I replied to this a couple of days ago. You have fled the argument. You are unable to provide a particle of evidence to support your lies. I win.

You are undoubtedly off to state more falsehoods and then flee if anyone asks for evidence. Let's examine your claims:

BillRM wrote:
See the federal government fining Trump firm millions of dollars for redlining his properties.

Or FAR more currently trying to sell the suburb voters that their homes will be nearly worthless if black or Latin men and women are allow to move in next to them due to the evil democrats enforcing the fair housing laws.

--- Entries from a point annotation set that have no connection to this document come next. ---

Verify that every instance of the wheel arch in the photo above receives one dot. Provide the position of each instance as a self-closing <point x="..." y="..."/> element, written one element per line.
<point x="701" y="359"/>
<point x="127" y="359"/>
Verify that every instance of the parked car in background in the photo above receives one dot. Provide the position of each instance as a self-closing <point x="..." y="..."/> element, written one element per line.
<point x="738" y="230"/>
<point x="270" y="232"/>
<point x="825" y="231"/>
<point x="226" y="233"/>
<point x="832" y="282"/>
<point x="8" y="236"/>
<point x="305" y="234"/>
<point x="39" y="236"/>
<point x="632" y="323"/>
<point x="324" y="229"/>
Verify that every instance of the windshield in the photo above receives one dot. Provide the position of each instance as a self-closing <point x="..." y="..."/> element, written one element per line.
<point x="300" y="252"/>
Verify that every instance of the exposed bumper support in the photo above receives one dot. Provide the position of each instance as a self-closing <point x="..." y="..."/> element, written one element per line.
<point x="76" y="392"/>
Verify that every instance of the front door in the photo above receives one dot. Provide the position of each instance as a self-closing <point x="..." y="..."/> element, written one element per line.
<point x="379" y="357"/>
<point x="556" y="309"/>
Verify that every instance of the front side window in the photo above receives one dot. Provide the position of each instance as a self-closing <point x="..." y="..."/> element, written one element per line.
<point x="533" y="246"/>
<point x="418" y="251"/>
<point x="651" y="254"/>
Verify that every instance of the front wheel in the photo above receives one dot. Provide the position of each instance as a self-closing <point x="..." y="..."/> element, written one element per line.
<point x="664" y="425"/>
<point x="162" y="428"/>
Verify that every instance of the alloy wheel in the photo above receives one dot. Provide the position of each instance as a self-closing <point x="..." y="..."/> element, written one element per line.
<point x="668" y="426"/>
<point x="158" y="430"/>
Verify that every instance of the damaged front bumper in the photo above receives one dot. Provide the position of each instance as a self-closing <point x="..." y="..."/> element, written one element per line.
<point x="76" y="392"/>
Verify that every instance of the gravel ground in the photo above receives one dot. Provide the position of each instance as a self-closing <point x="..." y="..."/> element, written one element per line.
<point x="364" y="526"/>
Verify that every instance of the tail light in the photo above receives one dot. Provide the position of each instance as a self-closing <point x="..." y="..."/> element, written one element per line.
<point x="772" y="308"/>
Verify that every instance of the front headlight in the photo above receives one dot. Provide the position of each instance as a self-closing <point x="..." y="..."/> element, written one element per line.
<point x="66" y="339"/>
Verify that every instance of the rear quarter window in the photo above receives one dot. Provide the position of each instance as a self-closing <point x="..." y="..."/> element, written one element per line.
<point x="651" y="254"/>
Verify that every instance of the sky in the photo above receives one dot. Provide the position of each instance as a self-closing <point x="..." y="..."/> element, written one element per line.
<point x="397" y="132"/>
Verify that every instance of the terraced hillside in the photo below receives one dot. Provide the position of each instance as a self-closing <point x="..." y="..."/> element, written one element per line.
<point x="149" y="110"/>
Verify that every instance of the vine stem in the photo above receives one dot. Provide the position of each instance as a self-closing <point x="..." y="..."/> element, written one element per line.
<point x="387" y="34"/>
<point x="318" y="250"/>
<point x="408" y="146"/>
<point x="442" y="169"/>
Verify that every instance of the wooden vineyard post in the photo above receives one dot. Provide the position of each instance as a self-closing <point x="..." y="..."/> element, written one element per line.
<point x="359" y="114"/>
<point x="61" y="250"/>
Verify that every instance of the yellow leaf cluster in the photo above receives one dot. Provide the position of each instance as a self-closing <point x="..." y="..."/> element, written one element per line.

The truth about your 1st claim:

The federal government, or specifically HUD, accused CIT Bank of redlining and CIT Bank, without admitting guilt, agreed to offer a certain number of mortgages in certain minority neighborhoods. They were not fined anything, contrary to your claim and, oh, by the way, Treasury Secretary Steve Mnuchin and Joseph Otting, who Trump appointed to lead the Office of the Comptroller of the Currency, are associated with the bank. Trump is not.


The truth about your 2nd claim:

Trump said no such thing. I've asked you to find a link to the quotation and you fled.
BillRM
 
  -3  
Fri 23 Oct, 2020 07:49 pm
@Brandon9000,
Poor baby with the need to try too play games over the crimes and misdeeds that Trump and his family had committed over the decades

Thanks god he will be thrown out of office by the voters an then be open to all manner of criminal and civil suites.

As he always said lock him or her up.
oralloy
 
  3  
Fri 23 Oct, 2020 08:33 pm
@BillRM,
Outlawing the Democratic Party will put an end to their abuse of the law to harm those who disagree with them.
0 Replies
 
Brandon9000
 
  3  
Sat 24 Oct, 2020 11:31 pm
@BillRM,
You stated two things about him that are false.

1. You said that he was fined for redlining. He wasn't. A bank for which two of his employees worked reached an agreement to make mortgages available in certain minority neighborhoods but were not fined and Trump had nothing to do with it.

2. You claimed that he told suburban voters that their homes will be nearly worthless if black or Latin men and women are allowed to move in, but no matter how many times I ask, you cannot provide a link to that quotation.

If Trump is so bad, then why do you have to rely on making false statements about him?
0 Replies
 
farmerman
 
  3  
Fri 27 Nov, 2020 02:27 pm
3 Fed Dist judges decided that Trumps case in PA was bogus, It was without merit or evidence. The case was dismissed with prejudice. and it was unanimous (all the judges are GOP)

The LAw has won, Hyperpartisanism lost.



0 Replies
 
BillRM
 
  1  
Fri 27 Nov, 2020 08:19 pm
@BillRM,
BillRM wrote:

Poor baby with the need to try too play games over the crimes and misdeeds that Trump and his family had committed over the decades

Thanks god he will be thrown out of office by the voters an then be open to all manner of criminal and civil suites.

As he always said lock him or her up.